No cenário desafiador enfrentado pelos pescadores ribeirinhos de Mato Grosso, o deputado federal Emanuel Pinheiro Neto destaca a luta em prol da justiça e da preservação dos meios de subsistência de uma comunidade que, por gerações, dependeu da pesca para sustentar suas famílias. A proibição da pesca e do transporte de pescado por cinco anos imposta pelo governo estadual é o ponto central de preocupação e contestação.

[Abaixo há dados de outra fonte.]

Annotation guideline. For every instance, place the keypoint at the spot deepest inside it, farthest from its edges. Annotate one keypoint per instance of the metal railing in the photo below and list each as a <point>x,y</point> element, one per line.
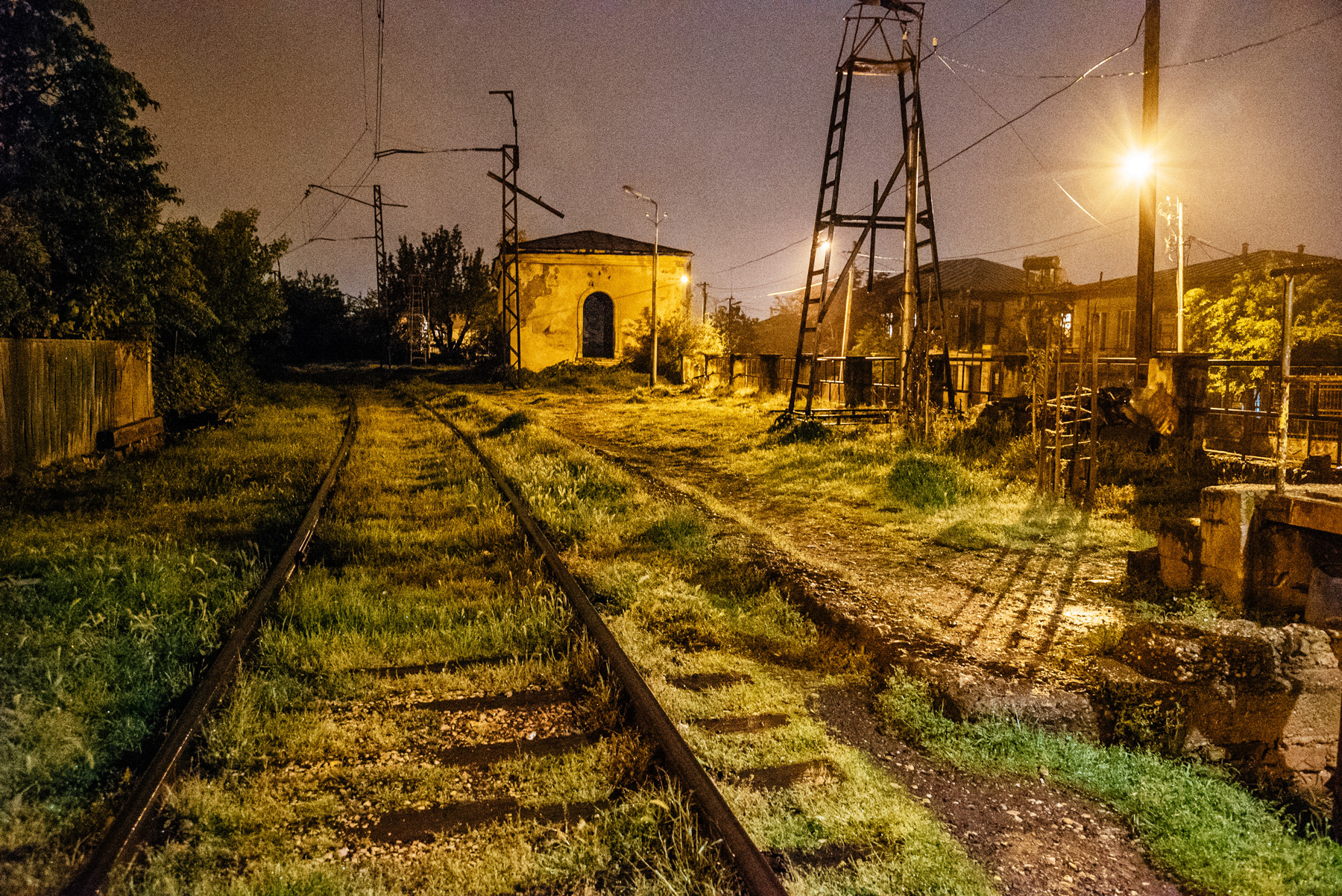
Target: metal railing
<point>1244,401</point>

De acordo com o deputado, essa medida é justificada sob o argumento de uma drástica redução no estoque pesqueiro da região. No entanto, o que preocupa é a falta de discussão pública adequada que precedeu a implementação desse projeto, que está causando caos na vida de mais de 15.000 a 20.000 pescadores ribeirinhos. Esses pescadores, que aprenderam a arte da pesca como herança de seus pais e avós, agora se veem proibidos de exercer sua atividade de subsistência.
A justificativa para a proibição da pesca inclui a implementação de um programa de qualificação e reinserção dos pescadores no mercado de trabalho. No entanto, para muitos, a pesca é a única atividade que conhecem, e a proibição está tirando seu sustento e afetando suas famílias.
Emanuelzinho alega que por trás dessa medida drástica há interesses econômicos em jogo, incluindo proprietários de pequenas centrais hidrelétricas (PCH), empresários do setor de tanques de peixes e outros setores privados. Parece que essas ações estão prejudicando os ribeirinhos em prol do enriquecimento de alguns poucos em detrimento de muitos.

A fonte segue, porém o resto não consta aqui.